I am looking at SciPy's KD Tree implementation. I am confused by the leafsize
parameter, which is said to be
The number of points at which the algorithm switches over to brute-force. Default: 16.
Is this the number of leaves in the BST? If so, that means by default, the KD tree will contain no more than 32 points. This seems unreasonably small, especially for my use case of k=2. Am I interpreting the parameter incorrectly?
The parameter leafsize
does not control the maximum number of leaves in the tree (which isn't bounded), but rather the number of input points associated with a single leaf in the tree.

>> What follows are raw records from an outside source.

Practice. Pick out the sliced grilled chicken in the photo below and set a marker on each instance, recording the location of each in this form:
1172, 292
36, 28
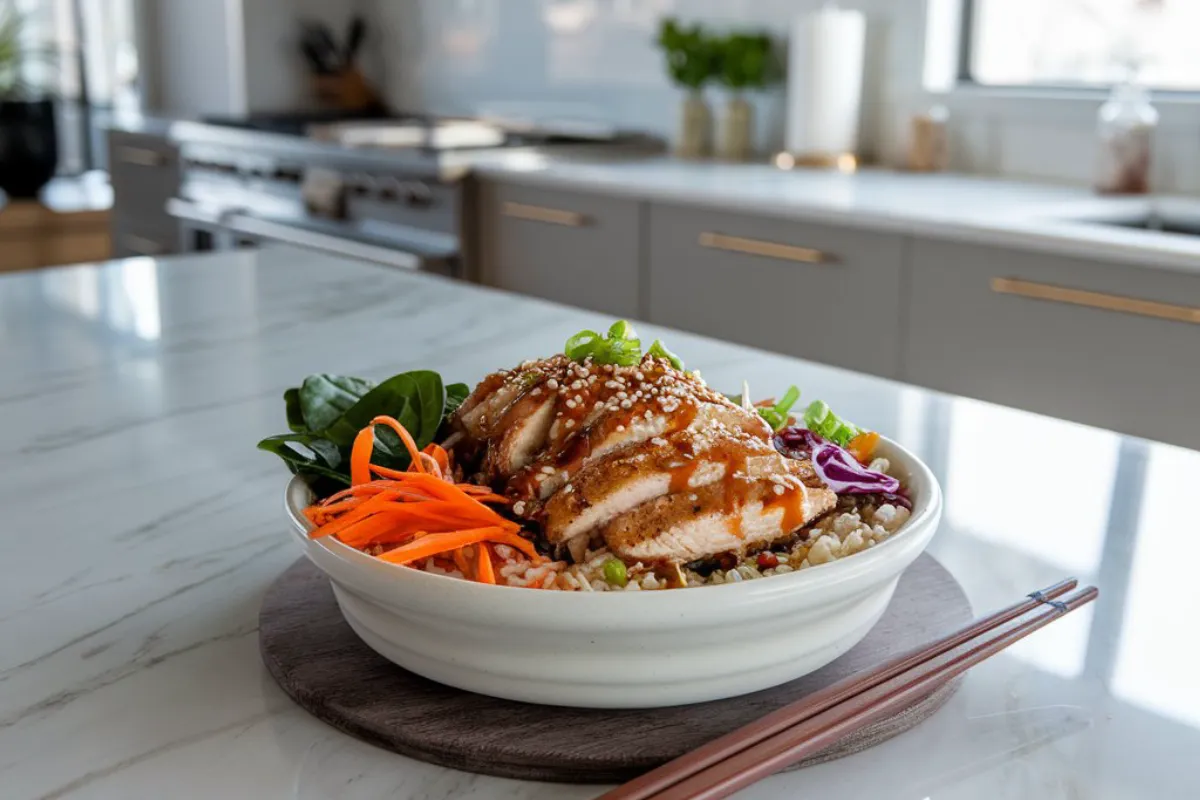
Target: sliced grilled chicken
684, 462
521, 434
718, 518
484, 410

Consider 64 points being added to a tree. If each point gets associated with a single leaf, you will get a full tree that is seven levels deep and any processing requiring a point will descend these seven levels to find it. Alternatively, if the leafsize is 16, you will get a tree that is only 3 levels deep and each leaf in the tree is associated with 16 points. Processing a point involves descending three levels of the tree and then testing each of the 16 points in the leaf (since they are unordered). This value is can be tuned for performance, and empirically, the best value depends on how exactly the tree is being used.
Conceptually, here is an example of the trees that would be built for different leafsize
values.
You can see how the leafsize
parameter short-circuits the tree building process in the scipy source code. This will leave between leafsize/2
and leafsize
points unordered in the leafs of the tree.